Throughout its thirteen-year period of operation, before it was suspended, the profitable program repeatedly violated its rules, granting Cypriot passports to unqualified investors, and some of them were reported to have committed crimes and other violations while holding Cypriot citizenship.
A torrent of corruption accusations followed the broadcast of a TV report in 2020 that reportedly showed former Parliament Speaker Demetrius Sylloris and a powerful deputy claiming to a bogus Chinese investor supposedly convicted of fraud in his country that they could circumvent the rules to grant citizenship.
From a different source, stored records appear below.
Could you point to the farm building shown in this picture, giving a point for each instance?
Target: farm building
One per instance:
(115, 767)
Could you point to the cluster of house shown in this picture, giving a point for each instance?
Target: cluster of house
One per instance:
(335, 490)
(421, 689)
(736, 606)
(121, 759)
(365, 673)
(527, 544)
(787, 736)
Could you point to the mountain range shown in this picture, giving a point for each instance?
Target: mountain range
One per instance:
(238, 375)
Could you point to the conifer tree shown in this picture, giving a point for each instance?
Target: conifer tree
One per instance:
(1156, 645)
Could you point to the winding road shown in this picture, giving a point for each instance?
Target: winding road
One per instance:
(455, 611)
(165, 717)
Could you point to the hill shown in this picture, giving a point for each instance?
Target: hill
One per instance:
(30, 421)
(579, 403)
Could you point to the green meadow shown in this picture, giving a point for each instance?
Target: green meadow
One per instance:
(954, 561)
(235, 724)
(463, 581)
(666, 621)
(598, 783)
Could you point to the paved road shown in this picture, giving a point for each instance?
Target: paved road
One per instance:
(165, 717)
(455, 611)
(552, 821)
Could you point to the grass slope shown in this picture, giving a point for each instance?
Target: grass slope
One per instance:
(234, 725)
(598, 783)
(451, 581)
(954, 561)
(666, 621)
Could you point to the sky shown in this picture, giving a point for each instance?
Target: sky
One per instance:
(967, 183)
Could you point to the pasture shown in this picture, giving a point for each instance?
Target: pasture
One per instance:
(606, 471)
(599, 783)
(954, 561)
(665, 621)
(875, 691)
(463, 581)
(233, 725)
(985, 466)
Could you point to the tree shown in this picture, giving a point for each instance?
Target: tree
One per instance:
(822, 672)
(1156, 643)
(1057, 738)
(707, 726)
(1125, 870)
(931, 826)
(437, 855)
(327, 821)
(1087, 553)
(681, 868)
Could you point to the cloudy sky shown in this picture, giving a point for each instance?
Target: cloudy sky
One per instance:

The Cypriot government has categorically denied allegations of corruption, but acknowledged that there were “errors, loopholes and omissions” in how the program was run.
And after the information about the program reverberated and reached the member states of the European Union, the embarrassment prompted the Cypriot government to cancel it.
The passport program generated more than 9 billion euros ($8.7 billion) for the country at a time when it was suffering from a financial crisis in 2013 that brought it to the brink of bankruptcy and led to the closure of its second largest bank.
The program proved particularly attractive to foreign investors, as having a passport from an EU country allowed them to enter the entire bloc.